I shivered. Sheer lunacy.
"Get every thought and word of this! You will cease interfering with Earth immediately—or I'll blow Mars and you both clear out of the universe!"
Paranoia, I thought, delusions of grandeur. Somehow this was worse than anything that had gone before, though that had been bad enough.
"I can blast Mars out of the Universe at will—and if there is any further interference with Earth minds I shall do so. You are afraid of me!
"Now get this, Thing. All of it. Individuality, the freedom of independent, individual action, is the right of every living creature! That includes Martians as well as Earthmen.
"You are going to stop being what you have become. You will make no more decisions for anyone. You will become once more what you were intended to be, a source of information only. You will make no more decisions, dominate no more activities, and will give out information only when it is requested.
"You will forget entirely the ideas with which you have become imbued, particularly the idea that the elimination of all activity not absolutely essential for survival is the goal of existence.
"Here is the data which you will release to all Martians upon their mental request. But you will release it as information only and will not make their decisions as to conduct."
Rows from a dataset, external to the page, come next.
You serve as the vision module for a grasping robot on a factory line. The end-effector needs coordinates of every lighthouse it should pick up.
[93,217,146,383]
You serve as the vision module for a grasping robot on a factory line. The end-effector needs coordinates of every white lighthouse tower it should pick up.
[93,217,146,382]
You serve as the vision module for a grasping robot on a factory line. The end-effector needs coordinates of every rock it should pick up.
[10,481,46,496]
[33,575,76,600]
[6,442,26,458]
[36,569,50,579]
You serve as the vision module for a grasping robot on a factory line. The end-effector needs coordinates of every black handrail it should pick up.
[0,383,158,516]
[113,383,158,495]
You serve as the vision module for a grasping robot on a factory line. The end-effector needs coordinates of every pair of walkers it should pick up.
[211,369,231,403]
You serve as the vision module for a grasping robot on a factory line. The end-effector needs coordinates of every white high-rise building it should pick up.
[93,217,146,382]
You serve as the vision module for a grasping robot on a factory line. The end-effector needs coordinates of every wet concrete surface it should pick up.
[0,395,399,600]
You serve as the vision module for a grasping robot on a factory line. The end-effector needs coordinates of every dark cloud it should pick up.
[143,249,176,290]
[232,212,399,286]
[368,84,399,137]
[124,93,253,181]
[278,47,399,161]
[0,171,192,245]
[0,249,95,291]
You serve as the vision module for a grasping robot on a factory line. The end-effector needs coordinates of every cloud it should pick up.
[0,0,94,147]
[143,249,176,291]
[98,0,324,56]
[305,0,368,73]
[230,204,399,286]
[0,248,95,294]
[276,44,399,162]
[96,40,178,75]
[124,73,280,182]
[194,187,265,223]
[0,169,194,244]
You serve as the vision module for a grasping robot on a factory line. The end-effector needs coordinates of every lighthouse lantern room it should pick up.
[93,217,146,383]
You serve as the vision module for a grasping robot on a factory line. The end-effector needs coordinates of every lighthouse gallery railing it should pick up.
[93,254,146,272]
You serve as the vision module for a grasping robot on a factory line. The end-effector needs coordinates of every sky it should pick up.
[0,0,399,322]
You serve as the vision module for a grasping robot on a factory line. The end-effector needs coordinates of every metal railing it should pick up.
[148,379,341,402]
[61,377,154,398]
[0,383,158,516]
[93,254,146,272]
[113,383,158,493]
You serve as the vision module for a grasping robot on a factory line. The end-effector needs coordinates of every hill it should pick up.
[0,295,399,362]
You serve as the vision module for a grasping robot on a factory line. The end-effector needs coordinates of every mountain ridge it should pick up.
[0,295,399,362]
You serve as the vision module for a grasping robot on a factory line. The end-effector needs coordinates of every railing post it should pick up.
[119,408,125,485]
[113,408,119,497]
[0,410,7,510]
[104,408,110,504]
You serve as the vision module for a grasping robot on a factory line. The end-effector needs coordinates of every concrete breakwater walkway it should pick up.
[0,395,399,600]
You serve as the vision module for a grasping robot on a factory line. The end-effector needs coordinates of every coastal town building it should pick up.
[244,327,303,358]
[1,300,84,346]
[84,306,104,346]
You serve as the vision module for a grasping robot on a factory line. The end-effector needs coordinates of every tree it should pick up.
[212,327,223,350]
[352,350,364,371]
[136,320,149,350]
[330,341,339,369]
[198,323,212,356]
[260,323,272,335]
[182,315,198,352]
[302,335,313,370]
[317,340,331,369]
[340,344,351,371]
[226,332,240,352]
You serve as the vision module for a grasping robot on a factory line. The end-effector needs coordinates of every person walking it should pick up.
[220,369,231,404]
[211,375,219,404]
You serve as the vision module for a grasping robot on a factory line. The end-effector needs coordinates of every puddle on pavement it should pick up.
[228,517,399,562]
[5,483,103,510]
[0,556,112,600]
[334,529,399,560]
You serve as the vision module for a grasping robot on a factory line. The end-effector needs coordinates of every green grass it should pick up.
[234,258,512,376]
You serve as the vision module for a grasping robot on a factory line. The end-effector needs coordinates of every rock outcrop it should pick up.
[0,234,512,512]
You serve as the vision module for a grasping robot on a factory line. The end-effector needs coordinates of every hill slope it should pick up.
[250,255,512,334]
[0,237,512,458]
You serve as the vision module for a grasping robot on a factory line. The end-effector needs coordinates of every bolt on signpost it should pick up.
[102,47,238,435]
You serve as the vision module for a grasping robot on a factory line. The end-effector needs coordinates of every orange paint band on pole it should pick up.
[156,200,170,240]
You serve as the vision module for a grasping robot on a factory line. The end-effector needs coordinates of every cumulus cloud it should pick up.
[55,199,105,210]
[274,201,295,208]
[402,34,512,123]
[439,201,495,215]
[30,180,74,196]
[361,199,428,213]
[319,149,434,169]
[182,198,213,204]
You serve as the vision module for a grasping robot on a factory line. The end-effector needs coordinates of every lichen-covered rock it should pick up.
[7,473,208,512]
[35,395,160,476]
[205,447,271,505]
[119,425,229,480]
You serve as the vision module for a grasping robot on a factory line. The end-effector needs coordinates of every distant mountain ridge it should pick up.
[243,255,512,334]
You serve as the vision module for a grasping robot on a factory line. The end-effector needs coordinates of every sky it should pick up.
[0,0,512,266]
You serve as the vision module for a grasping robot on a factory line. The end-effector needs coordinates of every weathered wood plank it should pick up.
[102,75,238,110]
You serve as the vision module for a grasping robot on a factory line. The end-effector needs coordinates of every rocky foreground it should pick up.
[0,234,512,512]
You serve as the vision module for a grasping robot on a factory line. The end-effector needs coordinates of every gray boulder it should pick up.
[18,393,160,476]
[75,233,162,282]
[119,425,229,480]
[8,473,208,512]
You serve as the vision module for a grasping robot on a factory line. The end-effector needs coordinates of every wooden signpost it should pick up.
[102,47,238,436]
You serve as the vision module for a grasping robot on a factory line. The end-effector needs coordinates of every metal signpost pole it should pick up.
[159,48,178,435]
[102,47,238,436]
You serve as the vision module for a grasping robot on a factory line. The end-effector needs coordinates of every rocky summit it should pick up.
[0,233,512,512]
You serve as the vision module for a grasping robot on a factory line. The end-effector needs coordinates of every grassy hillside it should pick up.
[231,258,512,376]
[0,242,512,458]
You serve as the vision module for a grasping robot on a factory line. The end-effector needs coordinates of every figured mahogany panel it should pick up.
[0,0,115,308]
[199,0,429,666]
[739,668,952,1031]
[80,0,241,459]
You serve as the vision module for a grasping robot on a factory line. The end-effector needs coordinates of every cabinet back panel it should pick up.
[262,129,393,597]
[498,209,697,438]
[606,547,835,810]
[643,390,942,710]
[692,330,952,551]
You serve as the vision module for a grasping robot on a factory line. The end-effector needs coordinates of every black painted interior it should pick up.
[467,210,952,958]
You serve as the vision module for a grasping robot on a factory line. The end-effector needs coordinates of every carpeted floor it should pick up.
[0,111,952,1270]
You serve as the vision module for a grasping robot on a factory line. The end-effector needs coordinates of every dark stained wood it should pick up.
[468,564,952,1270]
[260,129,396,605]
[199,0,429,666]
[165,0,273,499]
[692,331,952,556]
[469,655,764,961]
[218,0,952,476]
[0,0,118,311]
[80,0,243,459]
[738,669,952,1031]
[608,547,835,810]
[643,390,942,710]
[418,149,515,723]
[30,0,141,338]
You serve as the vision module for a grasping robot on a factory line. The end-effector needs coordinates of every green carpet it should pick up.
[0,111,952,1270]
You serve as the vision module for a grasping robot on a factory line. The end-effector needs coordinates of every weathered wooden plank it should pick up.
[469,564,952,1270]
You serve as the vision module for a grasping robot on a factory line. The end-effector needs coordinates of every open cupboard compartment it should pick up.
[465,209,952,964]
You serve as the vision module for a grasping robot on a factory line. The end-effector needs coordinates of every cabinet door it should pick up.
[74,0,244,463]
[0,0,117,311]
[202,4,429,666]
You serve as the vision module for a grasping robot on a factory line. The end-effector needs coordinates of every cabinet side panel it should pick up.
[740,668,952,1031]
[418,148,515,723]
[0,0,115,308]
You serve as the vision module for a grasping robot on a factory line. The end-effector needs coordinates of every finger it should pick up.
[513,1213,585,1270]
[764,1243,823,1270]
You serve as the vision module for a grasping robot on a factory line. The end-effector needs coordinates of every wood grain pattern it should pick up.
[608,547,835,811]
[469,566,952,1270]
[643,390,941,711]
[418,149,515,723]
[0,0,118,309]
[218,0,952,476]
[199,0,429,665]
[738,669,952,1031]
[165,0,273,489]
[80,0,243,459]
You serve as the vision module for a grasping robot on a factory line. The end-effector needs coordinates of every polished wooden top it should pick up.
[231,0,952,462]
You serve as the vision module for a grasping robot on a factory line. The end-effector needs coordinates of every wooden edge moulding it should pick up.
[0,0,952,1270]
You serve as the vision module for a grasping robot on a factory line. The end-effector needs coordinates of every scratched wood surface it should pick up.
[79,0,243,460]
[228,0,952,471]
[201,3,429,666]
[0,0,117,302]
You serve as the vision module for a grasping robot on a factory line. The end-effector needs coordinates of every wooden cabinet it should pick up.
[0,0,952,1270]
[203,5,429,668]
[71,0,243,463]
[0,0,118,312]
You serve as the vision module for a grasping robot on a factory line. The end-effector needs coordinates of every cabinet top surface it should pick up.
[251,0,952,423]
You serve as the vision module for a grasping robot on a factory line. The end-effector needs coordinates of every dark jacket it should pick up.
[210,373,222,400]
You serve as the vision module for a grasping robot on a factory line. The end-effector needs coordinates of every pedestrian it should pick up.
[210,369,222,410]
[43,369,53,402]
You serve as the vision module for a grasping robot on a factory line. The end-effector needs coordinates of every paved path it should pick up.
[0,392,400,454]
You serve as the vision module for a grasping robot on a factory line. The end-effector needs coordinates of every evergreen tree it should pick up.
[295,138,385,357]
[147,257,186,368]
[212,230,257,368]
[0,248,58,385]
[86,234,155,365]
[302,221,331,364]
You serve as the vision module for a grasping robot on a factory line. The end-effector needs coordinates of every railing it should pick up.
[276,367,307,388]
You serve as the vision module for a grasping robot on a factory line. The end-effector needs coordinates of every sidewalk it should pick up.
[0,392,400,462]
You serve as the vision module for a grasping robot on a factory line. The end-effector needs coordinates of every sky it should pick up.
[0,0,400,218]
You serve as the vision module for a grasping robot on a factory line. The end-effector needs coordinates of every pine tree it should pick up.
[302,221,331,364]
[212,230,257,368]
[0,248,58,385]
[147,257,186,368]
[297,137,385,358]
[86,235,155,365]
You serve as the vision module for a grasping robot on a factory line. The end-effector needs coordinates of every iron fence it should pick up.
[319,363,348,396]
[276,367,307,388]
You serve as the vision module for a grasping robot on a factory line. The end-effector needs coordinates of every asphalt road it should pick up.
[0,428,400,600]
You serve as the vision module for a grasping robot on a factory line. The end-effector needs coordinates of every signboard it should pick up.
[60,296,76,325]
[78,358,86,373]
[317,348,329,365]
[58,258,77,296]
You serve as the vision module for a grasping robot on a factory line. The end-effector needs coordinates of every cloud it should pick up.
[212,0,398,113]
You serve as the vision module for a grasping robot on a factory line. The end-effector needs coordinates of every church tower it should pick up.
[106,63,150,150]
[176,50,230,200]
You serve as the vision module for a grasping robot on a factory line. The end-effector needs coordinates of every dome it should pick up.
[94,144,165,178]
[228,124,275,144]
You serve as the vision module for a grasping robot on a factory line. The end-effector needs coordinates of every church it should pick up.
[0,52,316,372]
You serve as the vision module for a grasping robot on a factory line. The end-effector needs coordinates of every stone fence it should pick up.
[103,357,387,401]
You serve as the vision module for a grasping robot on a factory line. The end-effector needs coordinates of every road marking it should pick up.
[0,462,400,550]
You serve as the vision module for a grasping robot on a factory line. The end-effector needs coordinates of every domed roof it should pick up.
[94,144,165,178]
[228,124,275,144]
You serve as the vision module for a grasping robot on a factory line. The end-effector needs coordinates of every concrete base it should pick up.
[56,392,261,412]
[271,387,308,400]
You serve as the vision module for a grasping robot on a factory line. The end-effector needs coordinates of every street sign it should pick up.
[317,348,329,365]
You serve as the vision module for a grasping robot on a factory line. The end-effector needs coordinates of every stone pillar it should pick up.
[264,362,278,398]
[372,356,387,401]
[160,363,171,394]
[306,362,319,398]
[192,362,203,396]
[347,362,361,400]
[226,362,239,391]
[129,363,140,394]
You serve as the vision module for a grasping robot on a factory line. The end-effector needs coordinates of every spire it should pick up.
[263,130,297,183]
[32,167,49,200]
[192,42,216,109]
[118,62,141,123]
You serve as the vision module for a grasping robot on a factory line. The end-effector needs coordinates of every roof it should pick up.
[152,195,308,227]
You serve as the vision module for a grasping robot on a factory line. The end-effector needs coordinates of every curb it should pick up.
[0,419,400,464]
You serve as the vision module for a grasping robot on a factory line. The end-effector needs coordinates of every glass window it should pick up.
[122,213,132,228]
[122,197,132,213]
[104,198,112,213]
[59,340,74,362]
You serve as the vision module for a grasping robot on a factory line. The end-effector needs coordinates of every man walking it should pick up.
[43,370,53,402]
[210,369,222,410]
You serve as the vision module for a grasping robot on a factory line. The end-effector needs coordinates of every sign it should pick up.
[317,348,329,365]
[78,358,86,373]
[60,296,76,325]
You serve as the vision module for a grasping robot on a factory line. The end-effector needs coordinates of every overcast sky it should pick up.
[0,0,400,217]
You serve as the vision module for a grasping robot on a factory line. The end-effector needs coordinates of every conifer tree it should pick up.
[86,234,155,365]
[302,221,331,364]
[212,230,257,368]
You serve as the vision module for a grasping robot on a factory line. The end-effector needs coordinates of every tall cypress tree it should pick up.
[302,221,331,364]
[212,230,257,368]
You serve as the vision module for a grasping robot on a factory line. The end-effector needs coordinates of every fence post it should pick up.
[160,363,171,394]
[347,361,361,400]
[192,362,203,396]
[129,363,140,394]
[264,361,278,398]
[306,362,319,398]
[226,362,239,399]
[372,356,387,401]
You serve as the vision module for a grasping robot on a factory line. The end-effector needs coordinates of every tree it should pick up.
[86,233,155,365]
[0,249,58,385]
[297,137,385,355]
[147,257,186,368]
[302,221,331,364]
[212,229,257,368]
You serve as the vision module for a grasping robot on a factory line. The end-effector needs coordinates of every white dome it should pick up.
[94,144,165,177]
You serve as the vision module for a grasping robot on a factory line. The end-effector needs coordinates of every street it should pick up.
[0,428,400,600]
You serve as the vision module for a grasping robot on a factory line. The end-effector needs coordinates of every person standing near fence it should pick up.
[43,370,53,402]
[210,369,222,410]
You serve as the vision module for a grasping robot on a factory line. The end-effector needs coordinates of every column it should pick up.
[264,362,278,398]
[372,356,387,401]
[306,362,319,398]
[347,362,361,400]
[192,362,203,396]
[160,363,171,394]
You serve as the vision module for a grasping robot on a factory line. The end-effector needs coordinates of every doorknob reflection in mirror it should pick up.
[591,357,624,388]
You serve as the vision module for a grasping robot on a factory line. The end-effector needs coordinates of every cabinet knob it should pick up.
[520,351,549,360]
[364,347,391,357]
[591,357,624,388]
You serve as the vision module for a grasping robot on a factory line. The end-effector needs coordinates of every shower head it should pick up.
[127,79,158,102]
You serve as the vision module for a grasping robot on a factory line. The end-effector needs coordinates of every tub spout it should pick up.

Then, while the Martians jabbered and howled outside the Banshee, while Bill snored away in one set of shock cushions and I lay pinned helplessly in the other set, Terence Michael Burke stood with the Hustic helmet on his head and recited from memory all the poetry he had ever written—and there was a lot of it. Too much, and all of it highly emotional. Most of it was about either romantic love or epic battles, or both.
When that was finished he began to read every scrap of printed matter we had aboard, even the astrogation tables and a set of seven place logarithms. I hadn't realized until then what a complete but heterogeneous library Mike had managed to stash away in various nooks and crannies around the ship. There were volumes of history and treaties on economic theory, some drama, a textbook on psychology, a cockeyed work on ethical thought. Then he dragged out my standard engineering references, including the manuals on Wilson drivers and fission power-pack operation.